Rental car agencies ‘sold out’ due to Sandy
Chalk it up to another casualty of Hurricane Sandy - auto rentals.
Chalk it up to another casualty of Hurricane Sandy - auto rentals.
It has been tough to rent a car in the City of Philadelphia, or anywhere on the East Coast due to unprecedented demand and the storm damage.
Websites for the four largest companies - Enterprise Holdings, Hertz Global Holdings, Avis Budget Group Inc., and Dollar Thrifty - showed "sold out" Tuesday at key locations, including Philadelphia International Airport and 30th Street Station. Orbitz, Expedia and Travelocity also had no rental cars available here on Tuesday.
The shortage can be traced to consumers renting replacement cars for their own storm-damaged vehicles and emergency responders and local utilities needing cars and trucks for the recovery effort.

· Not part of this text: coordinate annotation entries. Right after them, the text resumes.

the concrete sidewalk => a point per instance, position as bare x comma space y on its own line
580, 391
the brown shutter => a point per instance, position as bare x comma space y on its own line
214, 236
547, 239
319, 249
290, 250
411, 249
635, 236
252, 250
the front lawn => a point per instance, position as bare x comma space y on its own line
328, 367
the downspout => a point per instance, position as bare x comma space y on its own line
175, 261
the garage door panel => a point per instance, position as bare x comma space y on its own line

"Although we are working hard to increase our local fleet as quickly as possible, there are still significant waiting lists in some communities where residents are requesting replacements for their damaged vehicles," said Matt Darrah, executive vice president of North American operations for Enterprise Holdings.

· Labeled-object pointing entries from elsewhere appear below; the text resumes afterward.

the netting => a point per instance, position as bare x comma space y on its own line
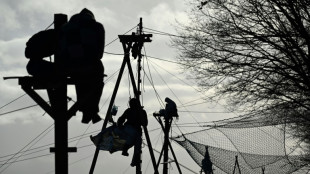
246, 145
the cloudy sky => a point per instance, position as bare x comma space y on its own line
20, 19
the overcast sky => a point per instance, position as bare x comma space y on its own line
20, 19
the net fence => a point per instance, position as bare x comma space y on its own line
246, 145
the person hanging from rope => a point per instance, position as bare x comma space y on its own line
82, 42
135, 117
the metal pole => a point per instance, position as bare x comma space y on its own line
108, 114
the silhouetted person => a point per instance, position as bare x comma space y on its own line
82, 46
206, 163
135, 117
171, 108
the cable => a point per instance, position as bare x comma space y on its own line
118, 38
12, 101
27, 107
163, 33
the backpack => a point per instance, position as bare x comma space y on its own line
42, 44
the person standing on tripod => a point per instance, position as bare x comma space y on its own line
135, 117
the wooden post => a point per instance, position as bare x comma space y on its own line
59, 105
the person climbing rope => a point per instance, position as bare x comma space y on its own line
135, 117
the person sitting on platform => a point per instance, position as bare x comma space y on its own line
82, 42
135, 117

"Despite our best efforts to be prepared, the magnitude of the storm has simply outstripped our resources and manpower in some locations."
The good news is: there will be some rental cars available for the Thanksgiving holiday. AAA said Tuesday that 43.6 million Americans will travel 50 miles or more from home over the Thanksgiving holiday weekend, an uptick of 0.7 percent over the 43.3 million who traveled last year.
Carmitta Myers, retail manager of AAA Mid-Atlantic's Center City store and travel agency, said she checked several car rental websites for Nov. 19 to Nov. 26 and found cars available at Philadelphia airport.
"It has a lot to do with the aftermath of Hurricane Sandy, where people with damaged vehicles had to find alternative transportation, and rental cars are it," said Fred Lowrance, analyst with Avondale Partners who covers the travel industry.
"From Washington, D.C., to Boston, there are just a lot of damaged vehicles that are in the shop getting fixed. In the meantime, insurance companies are putting people into rental cars at Hertz, Enterprise and other places, as a replacement vehicle," Lowrance said. "That is where the supply is going. And some of the rental cars themselves also got damaged."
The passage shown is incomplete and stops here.